Silence before the storm?
The 'AI' landscape may be changing in unanticipated ways.
Bundles of thought leading to 'AI' trace strongly to the 1980s, and threads, more tenuously, much further back. LLMs, and similar, were brilliant conceptions when viewed as data storage and interrogation tools, and as agents for automation. Unfortunately, high-profile AI development has fallen into the hands of clever technicians employed by adventurers. One is led to believe that the West, especially the USA, leads in the area of further conceptual and practical development. Perhaps, not so. The current Western paradigm for 'AI' R&D is focussed on 'the bigger, the better' and as size increases on the emergence of properties not already implicit to base theoretical structures. Already, the best known models exhibit eccentricities indicative of severe limitations to their application by the unwitting.
Advances in chip technologies and chip mass production are bringing new players into the game; this despite the US Administration's strong efforts to establish a monopoly. Almost certain to come are cheaper and less power hungry chip configurations; these should coincide with parallel developments in underlying software to bring about more rapid training and smaller energy requirements for practical uses.
These trends suggest that innovations in model structures, and in training regimens, don't depend upon the behemoths with which OpenAI is linked. People not bothered to create Arthur C. Clarke's 'HAL 9000', but content with tools lessening some burdens on human intellectual endeavour, will not seek to feed their creations with all they can get their hands upon of human slop expressed in digital format: the output of fools and vain ideologues having the same weight as that of sages. Subject, discipline, and task-specific 'AIs' will arise. These, as is so for cut-down versions of current mega-'AIs', shall fit within computational devices of modest (yet seemingly always increasing) technical specification. Moreover, being digital in nature, they, just like digital books, films, music, 3D-printer recipes, etc. will be freely shared regardless of people with Luddite thought processes seeking otherwise.
It may be that OpenAI and similar current mega-players shall monopolise 'all singing and dancing' 'AIs' for use in the context of social media, of ignorant home-users, and of tools sold to naive Western governments. There should be plenty of money generated, but whether enough to meet present expectations is moot.

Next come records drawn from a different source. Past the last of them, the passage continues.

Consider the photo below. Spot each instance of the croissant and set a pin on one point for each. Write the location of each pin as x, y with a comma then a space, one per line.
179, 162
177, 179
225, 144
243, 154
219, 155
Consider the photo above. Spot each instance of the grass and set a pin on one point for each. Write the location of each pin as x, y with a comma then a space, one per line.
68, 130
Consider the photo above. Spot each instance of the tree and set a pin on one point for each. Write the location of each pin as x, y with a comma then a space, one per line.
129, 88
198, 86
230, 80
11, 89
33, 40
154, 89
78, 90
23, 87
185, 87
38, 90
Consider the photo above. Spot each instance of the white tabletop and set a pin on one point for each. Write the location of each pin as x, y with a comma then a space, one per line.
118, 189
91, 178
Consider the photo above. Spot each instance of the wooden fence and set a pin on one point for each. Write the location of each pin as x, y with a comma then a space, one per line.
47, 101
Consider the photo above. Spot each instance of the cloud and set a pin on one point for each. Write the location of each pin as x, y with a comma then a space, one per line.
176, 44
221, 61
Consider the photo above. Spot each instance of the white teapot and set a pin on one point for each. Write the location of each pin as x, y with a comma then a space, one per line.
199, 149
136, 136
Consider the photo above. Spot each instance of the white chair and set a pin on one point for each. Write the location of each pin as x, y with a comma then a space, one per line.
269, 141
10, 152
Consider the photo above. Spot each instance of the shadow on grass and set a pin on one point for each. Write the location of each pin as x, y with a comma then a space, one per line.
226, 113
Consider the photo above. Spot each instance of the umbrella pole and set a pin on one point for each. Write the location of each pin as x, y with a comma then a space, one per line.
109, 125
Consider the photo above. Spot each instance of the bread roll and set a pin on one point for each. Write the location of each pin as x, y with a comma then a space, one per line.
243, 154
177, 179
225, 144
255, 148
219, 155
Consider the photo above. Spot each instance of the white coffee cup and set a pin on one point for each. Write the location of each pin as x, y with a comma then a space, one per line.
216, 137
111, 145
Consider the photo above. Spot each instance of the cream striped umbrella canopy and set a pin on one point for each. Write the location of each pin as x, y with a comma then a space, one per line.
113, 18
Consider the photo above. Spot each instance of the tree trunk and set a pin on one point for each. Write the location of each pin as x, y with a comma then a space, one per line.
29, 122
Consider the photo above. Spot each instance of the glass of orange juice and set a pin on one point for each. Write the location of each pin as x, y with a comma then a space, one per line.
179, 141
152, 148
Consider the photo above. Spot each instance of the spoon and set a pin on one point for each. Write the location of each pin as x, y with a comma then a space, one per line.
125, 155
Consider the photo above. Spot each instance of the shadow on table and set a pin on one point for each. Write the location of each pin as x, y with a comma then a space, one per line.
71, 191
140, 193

Clearly, 'AI' tools are handy for promulgating 'values' and muting those deemed unacceptable. Censorship, ostensibly for 'the sake of the children' is rife. I use an 'AI'-tool to check my spelling as I write. When I refer to 'the Ukraine' it tells me I mustn't because that is no longer acceptable usage; at least, it doesn't yet have the gall to force me to conform or, I think, to report me to Mr Starmer's thought police. Presumably, many general purpose 'AIs' will not only object to one discussing 'Lolitas', but also to wrongful interpretations of historical events. Although the West at present is taking propaganda and rooting out 'disinformation' to high art, such as Dr Goebbels would approve, one must assume some nations elsewhere may do so according to their 'official narratives'. So, when the Internet is awash with general-purpose 'AIs' which can be interrogated, savvy users can play with several to compare and contrast the built-in slants of various corporations and countries.